Another success story: Hotel operator Travelodge conducts 7 percent of contact center transactions via a voice integration system, which integrates directly with the same booking and payment systems as its Web site.
Yet despite the Lloyds TSB and Travelodge examples, many customers do not like such systems. In fact, dissatisfaction with them led to the creation of a grassroots movement called gethuman.
According to its Web site, its objective is "to improve the quality of phone support in the U.S." One of its key tenets is that if a human is available to answer a call, a customer shouldn't have to be first routed through an IVR system.
This obviously makes no sense -- from either a financial or a customer service standpoint -- as this destinationCRM article points out.
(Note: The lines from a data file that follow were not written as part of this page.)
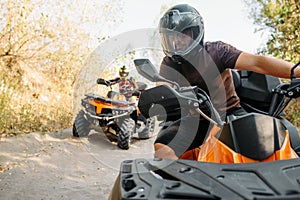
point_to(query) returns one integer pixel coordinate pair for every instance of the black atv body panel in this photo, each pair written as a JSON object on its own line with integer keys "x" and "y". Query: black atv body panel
{"x": 254, "y": 89}
{"x": 184, "y": 179}
{"x": 254, "y": 135}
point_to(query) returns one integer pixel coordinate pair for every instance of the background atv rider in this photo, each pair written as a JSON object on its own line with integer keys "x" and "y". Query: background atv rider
{"x": 191, "y": 61}
{"x": 127, "y": 86}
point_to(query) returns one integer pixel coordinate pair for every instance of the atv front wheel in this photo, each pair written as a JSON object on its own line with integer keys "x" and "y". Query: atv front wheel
{"x": 81, "y": 126}
{"x": 149, "y": 129}
{"x": 124, "y": 135}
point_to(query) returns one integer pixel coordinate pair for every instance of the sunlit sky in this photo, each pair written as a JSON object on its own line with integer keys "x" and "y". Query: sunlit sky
{"x": 223, "y": 20}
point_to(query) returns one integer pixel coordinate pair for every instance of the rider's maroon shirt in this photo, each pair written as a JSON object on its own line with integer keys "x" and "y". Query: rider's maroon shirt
{"x": 209, "y": 69}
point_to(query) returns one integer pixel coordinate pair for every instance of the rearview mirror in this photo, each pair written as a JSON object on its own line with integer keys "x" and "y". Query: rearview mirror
{"x": 146, "y": 69}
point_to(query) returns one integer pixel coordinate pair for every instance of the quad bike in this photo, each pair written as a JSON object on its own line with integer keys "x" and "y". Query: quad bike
{"x": 119, "y": 119}
{"x": 253, "y": 156}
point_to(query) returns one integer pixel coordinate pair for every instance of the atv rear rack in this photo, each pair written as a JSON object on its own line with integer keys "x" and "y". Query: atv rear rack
{"x": 105, "y": 117}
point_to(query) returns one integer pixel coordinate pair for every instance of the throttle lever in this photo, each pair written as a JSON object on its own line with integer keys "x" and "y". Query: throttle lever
{"x": 294, "y": 90}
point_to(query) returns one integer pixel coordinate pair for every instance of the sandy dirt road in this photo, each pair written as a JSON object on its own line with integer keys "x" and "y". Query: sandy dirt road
{"x": 57, "y": 165}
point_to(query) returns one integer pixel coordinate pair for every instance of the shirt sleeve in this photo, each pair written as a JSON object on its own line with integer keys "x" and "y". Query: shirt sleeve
{"x": 224, "y": 55}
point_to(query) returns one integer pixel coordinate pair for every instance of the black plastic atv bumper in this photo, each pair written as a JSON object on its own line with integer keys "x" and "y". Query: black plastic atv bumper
{"x": 183, "y": 179}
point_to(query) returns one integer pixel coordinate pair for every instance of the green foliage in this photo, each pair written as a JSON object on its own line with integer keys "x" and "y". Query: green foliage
{"x": 43, "y": 45}
{"x": 281, "y": 18}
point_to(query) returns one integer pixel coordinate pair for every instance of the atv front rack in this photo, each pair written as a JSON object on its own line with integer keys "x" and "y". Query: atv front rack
{"x": 110, "y": 101}
{"x": 184, "y": 179}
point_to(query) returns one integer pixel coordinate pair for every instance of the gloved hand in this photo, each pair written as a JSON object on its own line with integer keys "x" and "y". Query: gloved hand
{"x": 101, "y": 81}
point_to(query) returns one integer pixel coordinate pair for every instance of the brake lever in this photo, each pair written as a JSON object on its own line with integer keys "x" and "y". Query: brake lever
{"x": 294, "y": 89}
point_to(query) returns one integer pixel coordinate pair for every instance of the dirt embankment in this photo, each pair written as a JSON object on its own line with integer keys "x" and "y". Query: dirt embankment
{"x": 58, "y": 166}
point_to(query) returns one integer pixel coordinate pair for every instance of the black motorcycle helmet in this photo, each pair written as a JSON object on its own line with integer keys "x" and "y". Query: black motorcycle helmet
{"x": 181, "y": 29}
{"x": 123, "y": 72}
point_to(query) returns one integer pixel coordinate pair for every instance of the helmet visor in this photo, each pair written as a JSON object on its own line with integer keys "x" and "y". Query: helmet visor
{"x": 177, "y": 42}
{"x": 180, "y": 32}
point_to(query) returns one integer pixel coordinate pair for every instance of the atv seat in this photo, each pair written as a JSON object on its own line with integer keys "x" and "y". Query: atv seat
{"x": 110, "y": 101}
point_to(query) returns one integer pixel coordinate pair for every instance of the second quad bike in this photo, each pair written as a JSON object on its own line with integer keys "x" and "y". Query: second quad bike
{"x": 253, "y": 156}
{"x": 119, "y": 119}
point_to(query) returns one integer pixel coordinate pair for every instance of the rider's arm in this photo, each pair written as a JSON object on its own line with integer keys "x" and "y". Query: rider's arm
{"x": 265, "y": 65}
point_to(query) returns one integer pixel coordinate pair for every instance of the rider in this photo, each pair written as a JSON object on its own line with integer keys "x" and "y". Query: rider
{"x": 127, "y": 85}
{"x": 191, "y": 61}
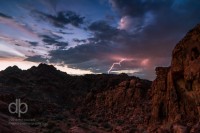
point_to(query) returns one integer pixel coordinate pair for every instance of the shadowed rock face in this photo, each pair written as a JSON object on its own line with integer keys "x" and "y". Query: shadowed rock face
{"x": 108, "y": 103}
{"x": 176, "y": 90}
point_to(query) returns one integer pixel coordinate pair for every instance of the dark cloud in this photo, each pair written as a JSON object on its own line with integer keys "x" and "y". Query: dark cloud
{"x": 146, "y": 34}
{"x": 36, "y": 58}
{"x": 139, "y": 7}
{"x": 5, "y": 16}
{"x": 62, "y": 18}
{"x": 33, "y": 43}
{"x": 79, "y": 40}
{"x": 54, "y": 40}
{"x": 17, "y": 44}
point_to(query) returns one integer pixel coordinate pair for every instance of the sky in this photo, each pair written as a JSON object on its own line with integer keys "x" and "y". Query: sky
{"x": 94, "y": 36}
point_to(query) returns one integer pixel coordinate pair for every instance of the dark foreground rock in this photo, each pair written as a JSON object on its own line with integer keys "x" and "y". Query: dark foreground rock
{"x": 58, "y": 102}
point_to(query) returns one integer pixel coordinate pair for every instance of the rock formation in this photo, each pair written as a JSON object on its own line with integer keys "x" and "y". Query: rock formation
{"x": 176, "y": 90}
{"x": 108, "y": 103}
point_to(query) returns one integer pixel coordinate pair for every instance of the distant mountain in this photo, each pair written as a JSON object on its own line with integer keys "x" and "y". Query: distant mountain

Live agents should be reserved to handle any problems complex enough to require human intervention.
Personal experience should tell most people that while they can easily check an account balance via an IVR (or better yet, a Web site), they may need the help of an agent to get a new credit card sent overseas to replace the one that was stolen.
A Datamonitor analyst quoted in the CRM Today article says that in the coming years, most companies will work to find an optimal mix of automated, offshore and onshore contact centers. Sounds reasonable to us.